To combat Brutus and Cassius, who were massing an enormous army in Greece, Antony needed soldiers, the cash from Caesar's war chests, and the legitimacy that Caesar's name would provide for any action he took against them. With the passage of the lex Titia on 27 November 43 BC, the Second Triumvirate was officially formed, composed of Antony, Octavian, and Caesar's loyal cavalry commander Lepidus. It formally deified Caesar as Divus Iulius in 42 BC, and Caesar Octavian henceforth became Divi filius ("Son of the divine").

Because Caesar's clemency had resulted in his murder, the Second Triumvirate reinstated the practice of proscription. It engaged in the legally sanctioned killing of a large number of its opponents to secure funding for its 45 legions in the second civil war against Brutus and Cassius. Antony and Octavian defeated them at Philippi.

Afterward, Antony formed an alliance with Caesar's lover, Cleopatra, intending to use the fabulously wealthy Egypt as a base to dominate Rome. A third civil war broke out between Octavian on one hand and Antony and Cleopatra on the other. This final civil war, culminating in the latter's defeat at Actium in 31 BC and suicide in Egypt in 30 BC, resulted in the permanent ascendancy of Octavian, who became the first Roman emperor, under the name Caesar Augustus, a name conveying religious, rather than political, authority.

Julius Caesar had been preparing to invade Parthia and Scythia, and then march back to Germania through Eastern Europe. These plans were thwarted by his assassination. His successors did attempt the conquests of Parthia and Germania, but without lasting results.

Deification

Julius Caesar was the first historical Roman to be officially deified. He was posthumously granted the title Divus Iulius (the divine/deified Julius) by decree of the Roman Senate on 1 January 42 BC. The appearance of a comet during games in his honour was taken as confirmation of his divinity. Though his temple was not dedicated until after his death, he may have received divine honours during his lifetime: and shortly before his assassination, Antony had been appointed as his flamen (priest). Both Octavian and Antony promoted the cult of Divus Iulius. After the death of Caesar, Octavian, as the adoptive son of Caesar, assumed the title of Divi filius (Son of the Divine).

Personal life

Health and physical appearance

Based on remarks by Plutarch, Caesar is sometimes thought to have suffered from epilepsy. Modern scholarship is sharply divided on the subject, and some scholars believe that he was plagued by malaria, particularly during the Sullan proscriptions of the 80s BC. Other scholars contend his epileptic seizures were due to a parasitic infection in the brain by a tapeworm.

Caesar had four documented episodes of what may have been complex partial seizures. He may additionally have had absence seizures in his youth. The earliest accounts of these seizures were made by the biographer Suetonius, who was born after Caesar died. The claim of epilepsy is countered among some medical historians by a claim of hypoglycemia, which can cause epileptoid seizures.

In 2003, psychiatrist Harbour F. Hodder published what he termed as the "Caesar Complex" theory, arguing that Caesar was a sufferer of temporal lobe epilepsy and the debilitating symptoms of the condition were a factor in Caesar's conscious decision to forgo personal safety in the days leading up to his assassination.

A line from Shakespeare has sometimes been taken to mean that he was deaf in one ear: "Come on my right hand, for this ear is deaf". No classical source mentions hearing impairment in connection with Caesar. The playwright may have been making metaphorical use of a passage in Plutarch that does not refer to deafness at all, but rather to a gesture Alexander of Macedon customarily made. By covering his ear, Alexander indicated that he had turned his attention from an accusation in order to hear the defence.

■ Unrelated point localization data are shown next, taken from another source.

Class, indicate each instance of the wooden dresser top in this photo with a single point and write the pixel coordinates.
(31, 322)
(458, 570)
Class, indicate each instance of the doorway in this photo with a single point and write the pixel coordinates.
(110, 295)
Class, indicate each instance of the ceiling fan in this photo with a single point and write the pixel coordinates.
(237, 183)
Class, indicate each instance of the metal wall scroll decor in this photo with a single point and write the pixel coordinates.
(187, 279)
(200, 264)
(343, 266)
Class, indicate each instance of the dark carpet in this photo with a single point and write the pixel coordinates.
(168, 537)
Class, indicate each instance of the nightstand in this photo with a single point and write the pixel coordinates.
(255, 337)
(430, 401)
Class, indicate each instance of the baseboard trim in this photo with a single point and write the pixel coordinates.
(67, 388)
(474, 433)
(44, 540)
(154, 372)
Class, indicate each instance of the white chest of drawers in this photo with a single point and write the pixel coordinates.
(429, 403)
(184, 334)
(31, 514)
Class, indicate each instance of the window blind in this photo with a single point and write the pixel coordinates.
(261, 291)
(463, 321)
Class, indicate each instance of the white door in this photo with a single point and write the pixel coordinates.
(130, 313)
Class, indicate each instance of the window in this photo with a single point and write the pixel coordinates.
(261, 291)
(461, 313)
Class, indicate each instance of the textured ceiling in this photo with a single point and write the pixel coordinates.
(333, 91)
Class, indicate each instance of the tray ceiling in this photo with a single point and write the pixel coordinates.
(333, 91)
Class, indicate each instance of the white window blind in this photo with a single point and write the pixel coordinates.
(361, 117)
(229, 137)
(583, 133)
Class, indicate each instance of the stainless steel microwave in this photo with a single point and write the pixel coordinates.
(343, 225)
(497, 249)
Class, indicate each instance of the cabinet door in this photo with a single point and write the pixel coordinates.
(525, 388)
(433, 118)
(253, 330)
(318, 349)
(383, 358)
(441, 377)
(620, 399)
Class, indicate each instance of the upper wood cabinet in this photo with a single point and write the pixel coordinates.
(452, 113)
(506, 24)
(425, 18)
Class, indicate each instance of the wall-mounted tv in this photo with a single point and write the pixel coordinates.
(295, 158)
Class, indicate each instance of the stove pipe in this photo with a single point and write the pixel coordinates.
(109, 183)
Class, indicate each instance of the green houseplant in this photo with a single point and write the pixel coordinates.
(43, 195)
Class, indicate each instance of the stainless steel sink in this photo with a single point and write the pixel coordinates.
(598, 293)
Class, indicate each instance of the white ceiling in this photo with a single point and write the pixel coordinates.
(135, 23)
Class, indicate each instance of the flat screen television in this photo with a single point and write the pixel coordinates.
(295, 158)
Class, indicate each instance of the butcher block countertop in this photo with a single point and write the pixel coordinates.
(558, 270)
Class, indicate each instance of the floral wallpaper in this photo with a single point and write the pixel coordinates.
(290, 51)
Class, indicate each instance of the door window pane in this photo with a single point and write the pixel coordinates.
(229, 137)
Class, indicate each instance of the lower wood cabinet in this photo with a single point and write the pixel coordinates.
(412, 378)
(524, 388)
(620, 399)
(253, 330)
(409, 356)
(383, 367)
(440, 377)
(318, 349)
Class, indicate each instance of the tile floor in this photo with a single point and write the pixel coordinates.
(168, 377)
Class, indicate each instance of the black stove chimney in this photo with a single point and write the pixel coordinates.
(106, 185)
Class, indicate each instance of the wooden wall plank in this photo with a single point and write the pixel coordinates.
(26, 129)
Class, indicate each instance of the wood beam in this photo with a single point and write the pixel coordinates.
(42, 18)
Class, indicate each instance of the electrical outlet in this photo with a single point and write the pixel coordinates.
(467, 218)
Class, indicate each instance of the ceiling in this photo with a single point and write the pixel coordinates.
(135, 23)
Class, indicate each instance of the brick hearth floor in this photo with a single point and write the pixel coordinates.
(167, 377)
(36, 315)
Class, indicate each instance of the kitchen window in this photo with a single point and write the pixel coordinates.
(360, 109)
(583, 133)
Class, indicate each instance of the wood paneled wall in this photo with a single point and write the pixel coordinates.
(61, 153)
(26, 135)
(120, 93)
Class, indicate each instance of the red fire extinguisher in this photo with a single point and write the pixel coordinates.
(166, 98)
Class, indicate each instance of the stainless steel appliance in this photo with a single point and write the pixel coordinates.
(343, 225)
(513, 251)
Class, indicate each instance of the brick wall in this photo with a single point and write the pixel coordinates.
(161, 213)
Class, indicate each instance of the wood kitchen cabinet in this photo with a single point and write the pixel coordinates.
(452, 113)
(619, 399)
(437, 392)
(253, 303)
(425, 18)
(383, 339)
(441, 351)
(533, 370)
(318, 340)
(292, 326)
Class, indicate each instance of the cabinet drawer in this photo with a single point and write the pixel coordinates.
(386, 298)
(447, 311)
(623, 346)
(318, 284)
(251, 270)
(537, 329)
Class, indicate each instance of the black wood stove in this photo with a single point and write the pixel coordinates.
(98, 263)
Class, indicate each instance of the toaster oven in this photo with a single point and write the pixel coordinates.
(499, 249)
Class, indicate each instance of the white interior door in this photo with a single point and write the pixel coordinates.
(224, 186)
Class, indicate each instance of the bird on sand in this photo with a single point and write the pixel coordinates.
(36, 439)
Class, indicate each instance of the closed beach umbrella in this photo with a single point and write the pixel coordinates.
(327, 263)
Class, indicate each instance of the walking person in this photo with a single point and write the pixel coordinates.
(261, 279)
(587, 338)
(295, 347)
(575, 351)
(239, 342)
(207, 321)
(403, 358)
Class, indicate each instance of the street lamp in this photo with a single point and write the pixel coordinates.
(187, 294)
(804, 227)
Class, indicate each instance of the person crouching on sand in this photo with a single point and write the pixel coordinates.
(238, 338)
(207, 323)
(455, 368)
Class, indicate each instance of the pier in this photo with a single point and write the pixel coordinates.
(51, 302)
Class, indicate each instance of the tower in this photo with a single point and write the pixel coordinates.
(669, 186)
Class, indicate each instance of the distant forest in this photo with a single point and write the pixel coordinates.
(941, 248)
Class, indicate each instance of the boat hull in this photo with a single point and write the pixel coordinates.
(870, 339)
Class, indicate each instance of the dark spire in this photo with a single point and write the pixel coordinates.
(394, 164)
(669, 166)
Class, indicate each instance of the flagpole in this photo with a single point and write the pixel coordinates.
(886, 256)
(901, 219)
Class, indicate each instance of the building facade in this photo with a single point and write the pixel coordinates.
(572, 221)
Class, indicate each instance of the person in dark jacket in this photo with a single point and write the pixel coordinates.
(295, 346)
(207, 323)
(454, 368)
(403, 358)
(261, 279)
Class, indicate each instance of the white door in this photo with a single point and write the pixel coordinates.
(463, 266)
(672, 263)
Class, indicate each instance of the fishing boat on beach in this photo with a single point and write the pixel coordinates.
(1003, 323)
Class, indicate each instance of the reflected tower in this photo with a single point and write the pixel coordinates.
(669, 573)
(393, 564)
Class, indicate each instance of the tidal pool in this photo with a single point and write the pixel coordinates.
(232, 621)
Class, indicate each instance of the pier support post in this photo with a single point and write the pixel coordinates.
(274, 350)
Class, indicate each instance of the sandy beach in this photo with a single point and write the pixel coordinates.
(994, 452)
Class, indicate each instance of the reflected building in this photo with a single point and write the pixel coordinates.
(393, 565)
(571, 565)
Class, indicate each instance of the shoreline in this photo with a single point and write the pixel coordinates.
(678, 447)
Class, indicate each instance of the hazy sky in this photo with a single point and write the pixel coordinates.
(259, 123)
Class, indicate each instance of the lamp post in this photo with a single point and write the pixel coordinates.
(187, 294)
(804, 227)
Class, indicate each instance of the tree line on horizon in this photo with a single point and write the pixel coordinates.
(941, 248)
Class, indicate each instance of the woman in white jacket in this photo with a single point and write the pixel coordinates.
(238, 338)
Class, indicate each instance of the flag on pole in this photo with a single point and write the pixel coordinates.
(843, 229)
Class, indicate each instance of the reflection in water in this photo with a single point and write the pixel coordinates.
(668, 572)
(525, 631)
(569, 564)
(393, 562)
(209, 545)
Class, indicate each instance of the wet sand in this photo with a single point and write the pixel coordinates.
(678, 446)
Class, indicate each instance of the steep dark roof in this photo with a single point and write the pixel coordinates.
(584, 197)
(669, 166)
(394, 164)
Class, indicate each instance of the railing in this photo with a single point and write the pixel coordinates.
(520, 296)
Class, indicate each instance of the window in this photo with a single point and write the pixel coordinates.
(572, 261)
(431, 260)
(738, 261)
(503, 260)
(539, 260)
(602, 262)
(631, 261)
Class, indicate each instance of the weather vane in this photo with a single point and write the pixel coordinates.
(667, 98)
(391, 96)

Francesco M. Galassi and Hutan Ashrafian suggest that Caesar's behavioral manifestations—headaches, vertigo, falls (possibly caused by muscle weakness due to nerve damage), sensory deficit, giddiness and insensibility—and syncopal episodes were the results of cerebrovascular episodes, not epilepsy. Pliny the Elder reports in his Natural History that Caesar's father and forefather died without apparent cause while putting on their shoes. These events can be more readily associated with cardiovascular complications from a stroke episode or lethal heart attack. Caesar possibly had a genetic predisposition for cardiovascular disease.

Suetonius, writing more than a century after Caesar's death, describes Caesar as "tall of stature with a fair complexion, shapely limbs, a somewhat full face, and keen black eyes".

Name and family

The name Gaius Julius Caesar

Using the Latin alphabet of the period, which lacked the letters J and U, Caesar's name would be rendered GAIVS IVLIVS CAESAR; the form CAIVS is also attested, using the older Roman representation of G by C. The standard abbreviation was C. IVLIVS CÆSAR, reflecting the older spelling. (The letterform Æ is a ligature of the letters A and E, and is often used in Latin inscriptions to save space.)

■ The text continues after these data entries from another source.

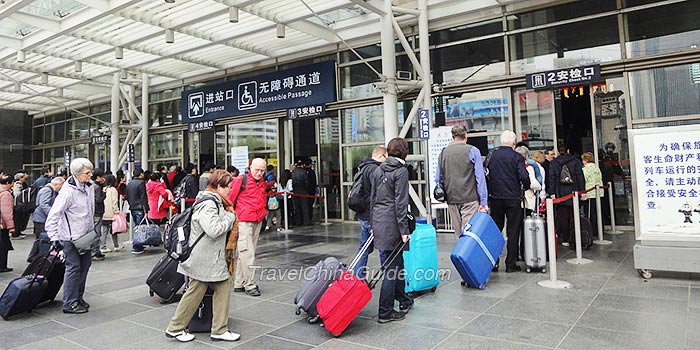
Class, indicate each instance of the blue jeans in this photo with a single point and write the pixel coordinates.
(137, 217)
(360, 269)
(393, 284)
(77, 267)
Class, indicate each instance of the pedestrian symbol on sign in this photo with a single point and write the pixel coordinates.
(196, 105)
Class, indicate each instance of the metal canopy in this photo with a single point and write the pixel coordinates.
(58, 53)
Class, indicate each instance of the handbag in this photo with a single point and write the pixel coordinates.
(272, 203)
(119, 223)
(84, 243)
(147, 233)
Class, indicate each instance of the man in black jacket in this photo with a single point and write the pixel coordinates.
(559, 188)
(98, 181)
(507, 178)
(138, 202)
(367, 166)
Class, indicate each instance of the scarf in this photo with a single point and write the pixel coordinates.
(231, 238)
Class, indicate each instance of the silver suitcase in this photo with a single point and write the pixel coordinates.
(535, 244)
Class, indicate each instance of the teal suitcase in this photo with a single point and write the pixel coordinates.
(420, 261)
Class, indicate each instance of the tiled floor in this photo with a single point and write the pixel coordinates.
(608, 307)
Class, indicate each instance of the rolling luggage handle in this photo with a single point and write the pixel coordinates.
(377, 275)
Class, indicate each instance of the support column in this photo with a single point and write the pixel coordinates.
(114, 126)
(391, 123)
(145, 121)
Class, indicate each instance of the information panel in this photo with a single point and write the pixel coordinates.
(667, 177)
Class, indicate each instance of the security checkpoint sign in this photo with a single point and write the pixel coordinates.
(297, 87)
(424, 124)
(563, 77)
(667, 182)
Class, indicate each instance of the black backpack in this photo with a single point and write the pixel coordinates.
(25, 203)
(358, 198)
(177, 233)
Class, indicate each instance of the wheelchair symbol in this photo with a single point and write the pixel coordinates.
(248, 95)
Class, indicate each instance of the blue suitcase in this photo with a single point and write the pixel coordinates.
(477, 250)
(420, 261)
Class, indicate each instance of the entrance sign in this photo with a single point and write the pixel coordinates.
(297, 87)
(200, 126)
(424, 124)
(239, 157)
(306, 112)
(667, 182)
(563, 77)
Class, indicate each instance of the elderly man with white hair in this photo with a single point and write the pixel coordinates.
(251, 208)
(507, 178)
(68, 225)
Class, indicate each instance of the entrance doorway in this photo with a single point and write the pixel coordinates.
(573, 118)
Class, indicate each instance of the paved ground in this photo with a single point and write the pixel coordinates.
(609, 306)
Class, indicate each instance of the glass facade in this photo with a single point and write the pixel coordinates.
(482, 63)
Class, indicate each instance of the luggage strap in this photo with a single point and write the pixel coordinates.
(481, 244)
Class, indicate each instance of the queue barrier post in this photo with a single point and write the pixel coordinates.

In Classical Latin, it was pronounced [ˈɡaː.i.ʊs ˈjuːl.i.ʊs ˈkae̯sar]. In the days of the late Roman Republic, many historical writings were done in Greek, a language most educated Romans studied. Young wealthy Roman boys were often taught by Greek slaves and sometimes sent to Athens for advanced training, as was Caesar's principal assassin, Brutus. In Greek, during Caesar's time, his family name was written Καίσαρ (Kaísar), reflecting its contemporary pronunciation. Thus, his name is pronounced in a similar way to the pronunciation of the German Kaiser () or Dutch keizer ().

In Vulgar Latin, the original diphthong  first began to be pronounced as a simple long vowel . Then, the plosive  before front vowels began, due to palatalization, to be pronounced as an affricate, hence renderings like  in Italian and  in German regional pronunciations of Latin, as well as the title of Tsar. With the evolution of the Romance languages, the affricate  became a fricative  (thus, ) in many regional pronunciations, including the French one, from which the modern English pronunciation is derived.

Caesar's cognomen itself became a title; it was promulgated by the Bible, which contains the famous verse "Render unto Caesar the things which are Caesar's, and unto God the things that are God's". The title became, from the late first millennium, Kaiser in German and (through Old Church Slavic cěsarĭ) Tsar or Czar in the Slavic languages. The last Tsar in nominal power was Simeon II of Bulgaria, whose reign ended in 1946, but is still alive in 2023. This means that for approximately two thousand years, there was at least one head of state bearing his name. As a term for the highest ruler, the word Caesar constitutes one of the earliest, best attested and most widespread Latin loanwords in the Germanic languages, being found in the text corpora of Old High German (keisar), Old Saxon (kēsur), Old English (cāsere), Old Norse (keisari), Old Dutch (keisere) and (through Greek) Gothic (kaisar).

Posterity

Wives
 First marriage to Cornelia, from 84 BC until her death in 69 BC
 Second marriage to Pompeia, from 67 BC until he divorced her around 61 BC over the Bona Dea scandal
 Third marriage to Calpurnia, from 59 BC until Caesar's death

Children
 Julia, by Cornelia, born in 83 or 82 BC
 Caesarion, by Cleopatra VII, born 47 BC, and killed at age 17 by Caesar's adopted son Octavianus.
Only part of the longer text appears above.